- Supreme Court of Canada

Hearing: November 3, 1989 Judgment: September 13, 1990
- Full case name: Abdullah Khan v Her Majesty The Queen
- Citations: [1990] 2 SCR 531

Court membership
- Chief Justice: Brian Dickson Puisne Justices: Antonio Lamer, Bertha Wilson, Gérard La Forest, Claire L'Heureux-Dubé, John Sopinka, Charles Gonthier, Peter Cory, Beverley McLachlin

Reasons given
- Unanimous reasons by: McLachlin J

= R v Khan =

R v Khan [1990] 2 SCR 531 is a landmark Supreme Court of Canada decision that began a series of major changes to the hearsay rule and the rules regarding the use of children as witnesses in court. In this case, and subsequently in R v Smith (1992), R v B (KG) (1993), R v U (FJ) (1995), R v Starr (2000), and finally, R v Khelawon (2006), the Court developed the “principled approach” to hearsay, where hearsay statements can be admitted if they are sufficiently reliable and necessary.

==Background==
In March 1985, Mrs. O and her three-and-half-year-old daughter T went to Dr. Khan for an examination. Khan first examined the daughter in front of her mother, then, while O was changing into hospital gowns in the other room, Khan was alone in his office with T for five to seven minutes. Roughly 15 minutes after leaving Khan's office, the child described to her mother how Khan had sexually assaulted her. A wet spot was found on the sleeve of T's jogging suit, which was later examined by a forensic biologist who determined that the fluid constituted a mixture of semen and saliva. Khan was charged with the assault.

At trial, the judge held that the child was not competent to give unsworn testimony and that he would not admit the statements made by the child to her mother about the assault as it was hearsay and could not fall into the “spontaneous declaration” exception as it was not contemporaneous. On the basis of this finding, Khan was acquitted.

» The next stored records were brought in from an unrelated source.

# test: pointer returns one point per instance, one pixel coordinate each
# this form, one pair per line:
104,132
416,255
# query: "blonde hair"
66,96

On appeal, the Court of Appeal found that the trial judge had been too strict in the consideration of both testimony and the hearsay. The acquittal was overturned and a new trial ordered.

The issues before the Court were:
1. Did the Court of Appeal err in concluding that the trial judge misdirected himself in ruling that the child witness was incompetent to give unsworn testimony?
2. Did the Court of Appeal err in holding, contrary to the ruling of the trial judge, that a "spontaneous declaration" allegedly made by the child to her mother after the alleged sexual assault was admissible?

==Reasons of the court==
McLachlin, writing for a unanimous Court, held that the child was competent to testify and the statements should be admitted.

On the first issue, McLachlin noted that the trial judge improperly applied section 16 of the Canada Evidence Act that gave the conditions under which a child can testify. The judge was wrong in finding that since the child did not understand what it meant to tell a lie in court that she could not give testimony. For a child to testify under section 16, the judge must only determine if the witness has sufficient intelligence and an understanding of the duty to tell the truth. Here, the judge found that both criteria were satisfied but inevitably placed too much emphasis on the child's age. McLachlin noted, as an issue of policy, leniency must be given to child testimony otherwise offences against children could never be prosecuted.

On the second issue, McLachlin observed that the judge correctly applied the test for spontaneous declarations. To admit the statement as a "spontaneous declaration" would be to deform the exception beyond recognition. However, rather than have the issue disposed at this juncture, McLachlin went down a different route, changing the course of hearsay law for years to follow. She held that a "principled approach" must be taken to hearsay statements: if the statement was reliable and necessary, it should be admitted.

In the instant case, the child, having aged considerably since the events, was unable to remember what happened, thus making the statement necessary. The statement was deemed reliable for a number of reasons: T should not have had an awareness of the type of acts that had taken place at her young age, she made the statement without any prompting from her mother, and she was disinterested in the litigation, in that she had no reason to lie to her mother and was not aware of the implications of what had happened to her. Finally, T's statement was corroborated by the semen found on her sleeve.

==Aftermath==

Dr. Khan was retried and convicted of sexual assault of T. He absconded before he could be sentenced.

The College of Physicians and Surgeons of Ontario revoked Dr. Khan's licence to practice medicine. After being overturned on the first appeal, the Ontario Court of Appeal upheld the College's revocation of Dr. Khan's licence to practice medicine.